Sharonnie Perry [photo] is a blend of activist and insider, and her allegiance is to her community, the place where she was raised, where she has worked and where she is now unemployed.
Her status among the unpaid gives her a curious mix of feelings these days, as more than half a dozen Bed-Stuy residents challenge long-time elected official Al Vann, hoping to take his seat on the City Council.
While Perry likes the idea of taking on the powerful and making them work hard for their constituents, she also feels there is some value in incumbency, particularly when the incumbent has the wherewithal to accomplish substantive things -- like following through on a new Business Improvement District being established in the community ("Now you're going to see upscale stores coming in," Perry says approvingly) and like seeing through the housing projects being developed by the Bedford Stuyvesant Restoration Corporation, the Bridge Street Development Corporation and others, with Vann's backing.
"There are some major things on the table now pertaining to Bedford Stuyvesant," Perry says, "and we have to make sure that they happen."
It is not as likely these things will happen if any of the challengers win Bed-Stuy's Council seat, Perry says.
"From what I've looked at, there's nobody right now I see who's going to be able to do that," she says.
She has a cautionary note to sound at this point, however, and it is this:
That she likes and respects Tremaine Wright, the young lawyer who owns the Common Grounds cafe on Tompkins Avenue and who is one of the challengers.
Perry believes Wright, who has served on the local community board, stands out among the challengers for her history of active involvement in the community.
(Needless to say, other challengers would disagree vigorously with that, but we'll save their replies for another posting.)
"If I was to support anybody other than voting for Al Vann, it would be Tremaine Wright," Perry says.
"I think she's the most articulate . . . She has a head.

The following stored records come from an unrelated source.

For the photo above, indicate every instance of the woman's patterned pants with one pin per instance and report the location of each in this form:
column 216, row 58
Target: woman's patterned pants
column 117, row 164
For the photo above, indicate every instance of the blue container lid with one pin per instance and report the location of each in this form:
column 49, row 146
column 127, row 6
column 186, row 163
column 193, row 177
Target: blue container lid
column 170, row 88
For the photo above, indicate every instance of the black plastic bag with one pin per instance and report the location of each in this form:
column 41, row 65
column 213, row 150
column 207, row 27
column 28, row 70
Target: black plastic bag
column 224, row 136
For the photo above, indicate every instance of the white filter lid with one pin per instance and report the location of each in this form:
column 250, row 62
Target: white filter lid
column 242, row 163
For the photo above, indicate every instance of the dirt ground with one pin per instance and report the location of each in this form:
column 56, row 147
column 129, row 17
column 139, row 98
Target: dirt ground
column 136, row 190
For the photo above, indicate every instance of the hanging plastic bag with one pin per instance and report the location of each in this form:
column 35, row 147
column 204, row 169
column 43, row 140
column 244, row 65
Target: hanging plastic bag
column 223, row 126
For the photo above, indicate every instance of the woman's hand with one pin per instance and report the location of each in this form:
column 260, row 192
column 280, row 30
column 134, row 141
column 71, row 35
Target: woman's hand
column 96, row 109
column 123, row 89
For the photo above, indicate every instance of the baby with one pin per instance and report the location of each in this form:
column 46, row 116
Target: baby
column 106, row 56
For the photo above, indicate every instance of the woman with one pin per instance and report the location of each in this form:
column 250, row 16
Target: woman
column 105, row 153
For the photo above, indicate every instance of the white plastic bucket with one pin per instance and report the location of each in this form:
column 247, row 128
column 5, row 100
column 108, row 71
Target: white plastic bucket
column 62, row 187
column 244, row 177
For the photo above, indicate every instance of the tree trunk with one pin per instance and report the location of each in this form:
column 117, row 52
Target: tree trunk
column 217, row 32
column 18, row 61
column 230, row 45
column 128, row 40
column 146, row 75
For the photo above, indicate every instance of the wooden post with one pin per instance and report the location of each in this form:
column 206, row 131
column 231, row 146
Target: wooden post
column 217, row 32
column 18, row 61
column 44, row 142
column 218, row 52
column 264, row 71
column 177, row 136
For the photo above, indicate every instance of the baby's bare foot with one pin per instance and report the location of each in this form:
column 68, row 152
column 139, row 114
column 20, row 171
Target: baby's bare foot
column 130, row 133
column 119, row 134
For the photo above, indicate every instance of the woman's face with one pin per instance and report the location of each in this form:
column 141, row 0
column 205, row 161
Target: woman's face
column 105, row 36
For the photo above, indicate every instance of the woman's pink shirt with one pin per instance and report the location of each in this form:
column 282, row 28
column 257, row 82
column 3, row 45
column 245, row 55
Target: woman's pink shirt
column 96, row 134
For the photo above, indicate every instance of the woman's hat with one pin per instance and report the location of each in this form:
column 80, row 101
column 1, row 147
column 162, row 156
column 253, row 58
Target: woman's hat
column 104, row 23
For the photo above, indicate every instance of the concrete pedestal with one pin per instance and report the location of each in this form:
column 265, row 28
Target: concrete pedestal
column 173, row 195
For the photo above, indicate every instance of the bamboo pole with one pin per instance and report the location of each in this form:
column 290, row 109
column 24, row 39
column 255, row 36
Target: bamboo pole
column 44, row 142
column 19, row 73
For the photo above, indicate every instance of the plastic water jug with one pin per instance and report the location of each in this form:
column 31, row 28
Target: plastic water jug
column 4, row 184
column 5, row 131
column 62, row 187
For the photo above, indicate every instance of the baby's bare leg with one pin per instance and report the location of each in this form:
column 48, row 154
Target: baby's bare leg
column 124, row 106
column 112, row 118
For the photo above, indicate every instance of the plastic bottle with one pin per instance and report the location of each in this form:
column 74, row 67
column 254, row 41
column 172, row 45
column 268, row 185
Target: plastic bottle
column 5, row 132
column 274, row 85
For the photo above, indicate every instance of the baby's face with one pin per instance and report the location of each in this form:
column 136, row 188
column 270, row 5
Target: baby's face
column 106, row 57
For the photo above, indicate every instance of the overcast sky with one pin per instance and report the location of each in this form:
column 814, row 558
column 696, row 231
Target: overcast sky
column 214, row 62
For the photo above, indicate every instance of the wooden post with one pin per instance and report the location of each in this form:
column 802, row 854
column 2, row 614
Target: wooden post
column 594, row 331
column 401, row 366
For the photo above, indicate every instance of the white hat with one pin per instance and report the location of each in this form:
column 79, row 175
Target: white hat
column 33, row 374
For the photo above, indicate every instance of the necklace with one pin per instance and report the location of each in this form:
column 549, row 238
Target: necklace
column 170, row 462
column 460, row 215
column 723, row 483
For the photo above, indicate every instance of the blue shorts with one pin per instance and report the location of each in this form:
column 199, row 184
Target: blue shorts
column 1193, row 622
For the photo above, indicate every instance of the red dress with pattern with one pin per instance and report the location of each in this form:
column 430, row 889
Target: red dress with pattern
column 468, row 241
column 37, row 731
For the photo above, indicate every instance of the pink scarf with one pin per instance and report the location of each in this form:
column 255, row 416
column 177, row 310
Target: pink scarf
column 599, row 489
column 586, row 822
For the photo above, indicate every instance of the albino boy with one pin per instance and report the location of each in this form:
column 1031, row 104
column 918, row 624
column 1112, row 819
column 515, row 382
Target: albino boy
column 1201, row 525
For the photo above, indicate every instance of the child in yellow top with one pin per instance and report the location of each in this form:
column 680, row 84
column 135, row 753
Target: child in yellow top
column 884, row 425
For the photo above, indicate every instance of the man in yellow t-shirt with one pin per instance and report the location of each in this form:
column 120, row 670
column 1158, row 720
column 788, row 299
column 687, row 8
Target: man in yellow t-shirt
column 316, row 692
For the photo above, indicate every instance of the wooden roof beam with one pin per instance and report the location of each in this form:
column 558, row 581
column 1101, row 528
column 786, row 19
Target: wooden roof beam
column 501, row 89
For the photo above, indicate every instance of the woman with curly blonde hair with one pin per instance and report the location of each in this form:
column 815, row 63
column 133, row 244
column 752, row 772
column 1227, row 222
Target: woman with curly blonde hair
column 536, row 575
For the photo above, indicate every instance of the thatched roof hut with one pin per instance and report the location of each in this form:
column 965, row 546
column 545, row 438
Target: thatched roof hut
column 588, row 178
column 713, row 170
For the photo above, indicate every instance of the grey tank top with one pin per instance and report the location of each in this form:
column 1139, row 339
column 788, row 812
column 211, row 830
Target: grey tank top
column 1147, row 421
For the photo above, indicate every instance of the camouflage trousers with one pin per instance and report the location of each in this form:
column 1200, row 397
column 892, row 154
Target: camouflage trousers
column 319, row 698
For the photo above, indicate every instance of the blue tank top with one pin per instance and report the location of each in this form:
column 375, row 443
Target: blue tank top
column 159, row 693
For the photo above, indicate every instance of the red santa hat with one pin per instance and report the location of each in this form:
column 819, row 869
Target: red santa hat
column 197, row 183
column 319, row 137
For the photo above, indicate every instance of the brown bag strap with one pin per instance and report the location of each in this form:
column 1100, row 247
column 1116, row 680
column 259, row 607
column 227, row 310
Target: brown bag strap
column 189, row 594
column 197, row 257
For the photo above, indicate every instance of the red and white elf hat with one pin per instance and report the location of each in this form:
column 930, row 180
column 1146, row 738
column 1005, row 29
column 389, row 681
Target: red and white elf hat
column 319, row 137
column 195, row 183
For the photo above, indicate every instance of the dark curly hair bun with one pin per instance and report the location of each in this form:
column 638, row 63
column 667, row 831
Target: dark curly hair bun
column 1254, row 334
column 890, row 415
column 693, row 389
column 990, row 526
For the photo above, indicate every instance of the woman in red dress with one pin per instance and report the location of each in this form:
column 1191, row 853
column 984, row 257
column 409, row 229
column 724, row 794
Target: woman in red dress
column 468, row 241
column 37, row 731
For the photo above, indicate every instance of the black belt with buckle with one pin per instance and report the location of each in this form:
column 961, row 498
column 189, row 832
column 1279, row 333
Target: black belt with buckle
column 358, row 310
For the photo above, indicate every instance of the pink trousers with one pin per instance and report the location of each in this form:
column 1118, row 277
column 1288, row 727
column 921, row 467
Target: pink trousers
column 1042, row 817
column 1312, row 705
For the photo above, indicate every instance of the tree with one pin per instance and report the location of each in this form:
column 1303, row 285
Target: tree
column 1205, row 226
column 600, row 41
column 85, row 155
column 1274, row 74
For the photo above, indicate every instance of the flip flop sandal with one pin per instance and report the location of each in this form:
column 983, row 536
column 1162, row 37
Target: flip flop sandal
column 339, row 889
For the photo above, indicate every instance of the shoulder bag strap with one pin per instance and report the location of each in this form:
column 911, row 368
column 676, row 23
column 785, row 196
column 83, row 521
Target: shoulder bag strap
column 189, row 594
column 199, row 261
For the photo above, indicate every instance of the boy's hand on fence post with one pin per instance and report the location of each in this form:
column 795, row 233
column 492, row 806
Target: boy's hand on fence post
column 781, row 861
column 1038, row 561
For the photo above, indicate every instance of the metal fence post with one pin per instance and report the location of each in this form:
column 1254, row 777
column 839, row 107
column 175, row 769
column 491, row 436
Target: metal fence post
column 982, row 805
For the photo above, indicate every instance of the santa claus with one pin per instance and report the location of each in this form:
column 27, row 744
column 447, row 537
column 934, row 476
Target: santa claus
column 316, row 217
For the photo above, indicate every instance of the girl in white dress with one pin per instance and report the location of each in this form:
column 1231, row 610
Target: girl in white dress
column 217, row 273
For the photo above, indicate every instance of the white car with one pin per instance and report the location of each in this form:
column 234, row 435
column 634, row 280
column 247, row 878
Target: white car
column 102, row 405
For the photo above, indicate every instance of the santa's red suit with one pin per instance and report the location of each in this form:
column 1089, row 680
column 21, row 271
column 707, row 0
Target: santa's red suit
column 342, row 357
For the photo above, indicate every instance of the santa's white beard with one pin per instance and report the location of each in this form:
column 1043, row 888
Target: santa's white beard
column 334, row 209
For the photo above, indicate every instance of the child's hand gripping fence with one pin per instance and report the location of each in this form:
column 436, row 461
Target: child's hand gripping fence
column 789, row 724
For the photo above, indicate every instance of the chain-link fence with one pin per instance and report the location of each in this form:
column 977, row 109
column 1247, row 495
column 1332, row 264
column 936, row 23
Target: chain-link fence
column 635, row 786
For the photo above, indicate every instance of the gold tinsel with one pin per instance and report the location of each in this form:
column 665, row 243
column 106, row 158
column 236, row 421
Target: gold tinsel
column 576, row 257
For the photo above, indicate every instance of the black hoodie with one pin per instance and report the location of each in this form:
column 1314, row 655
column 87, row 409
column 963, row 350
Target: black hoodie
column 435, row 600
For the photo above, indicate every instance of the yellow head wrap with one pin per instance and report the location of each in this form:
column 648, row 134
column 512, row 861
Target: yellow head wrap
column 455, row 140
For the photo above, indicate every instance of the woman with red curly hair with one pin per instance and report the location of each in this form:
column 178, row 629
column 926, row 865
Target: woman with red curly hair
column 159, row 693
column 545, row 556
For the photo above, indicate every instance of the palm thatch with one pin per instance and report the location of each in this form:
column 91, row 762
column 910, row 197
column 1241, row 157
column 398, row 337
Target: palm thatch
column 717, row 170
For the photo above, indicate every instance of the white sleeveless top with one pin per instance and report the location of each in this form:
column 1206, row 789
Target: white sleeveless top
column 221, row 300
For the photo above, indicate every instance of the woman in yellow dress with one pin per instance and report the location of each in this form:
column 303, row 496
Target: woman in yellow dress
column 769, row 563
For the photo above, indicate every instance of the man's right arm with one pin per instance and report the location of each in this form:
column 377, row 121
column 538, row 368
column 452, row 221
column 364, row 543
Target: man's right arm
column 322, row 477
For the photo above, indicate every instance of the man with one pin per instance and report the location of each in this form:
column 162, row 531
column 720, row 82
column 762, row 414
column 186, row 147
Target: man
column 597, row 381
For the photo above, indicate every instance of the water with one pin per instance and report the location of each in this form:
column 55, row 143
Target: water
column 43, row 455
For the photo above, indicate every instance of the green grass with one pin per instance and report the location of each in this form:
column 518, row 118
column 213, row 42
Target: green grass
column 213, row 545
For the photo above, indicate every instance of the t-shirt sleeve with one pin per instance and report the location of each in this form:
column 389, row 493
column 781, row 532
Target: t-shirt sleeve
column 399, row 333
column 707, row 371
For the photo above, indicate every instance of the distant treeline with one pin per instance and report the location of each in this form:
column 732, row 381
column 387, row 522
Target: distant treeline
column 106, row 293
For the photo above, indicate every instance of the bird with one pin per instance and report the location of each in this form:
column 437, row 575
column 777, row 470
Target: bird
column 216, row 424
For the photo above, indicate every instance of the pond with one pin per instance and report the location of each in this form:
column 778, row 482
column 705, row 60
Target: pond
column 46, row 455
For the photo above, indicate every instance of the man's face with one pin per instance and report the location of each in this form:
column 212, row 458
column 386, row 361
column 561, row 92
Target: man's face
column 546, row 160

She's not egotistical and she's a person who might be able to be groomed."
Perry once had -- and still, in fact, has -- ambitions for public office; but she's putting them on hold. She would likely have tossed her hat into the ring if, as many had hoped, Vann and other City Councilmembers were barred from running for another term. But Vann and a majority of the Council went along with Mayor Michael Bloomberg, and they overturned the two-term limits that voters had put into place.
So Vann is now able to run for a third term in the Council. (Vann goes back 35 years as an elective office holder, having won a seat in the State Assembly in 1974. He gave up that seat in 2001 in an apparent arrangement with then Councilmember Annette Robinson, who was prevented from seeking another four years by the term limits then in effect. Robinson then won the Assembly spot that Vann had relinquished.)
Sharonnie Perry has a long history in activism and working with elected officials. She was for a time Chairperson of Community Board 3 that covers Bed-Stuy. Perry says that several years ago she was fired from the staff of Congressman Ed Towns when it was perceived that she was planning to run for Al Vann's seat. She was not actually planning to do so, she says. (Perry says she does not blame Towns himself but staffers who were under pressure to get rid of her.)
Perry, who has had good relations with Assemblywoman Robinson, says that Congressman Towns actually has a strong staff that represents him well in community meetings.
Notably, perhaps, Perry says that Councilman Vann (like a number of other elected officials) is not as well represented at such gatherings.
In fact, a number of Bed-Stuy residents complain that Vann is not personally connected to them and does not get sufficiently involved in issues affecting them.
Here a bit of disclosure: I went (oh, more than forty years back) to the same grammar school as Sharonnie, and over the years I've come to admire the work she's done on behalf of the homeless and others in Brooklyn. These above views are, of course, her own.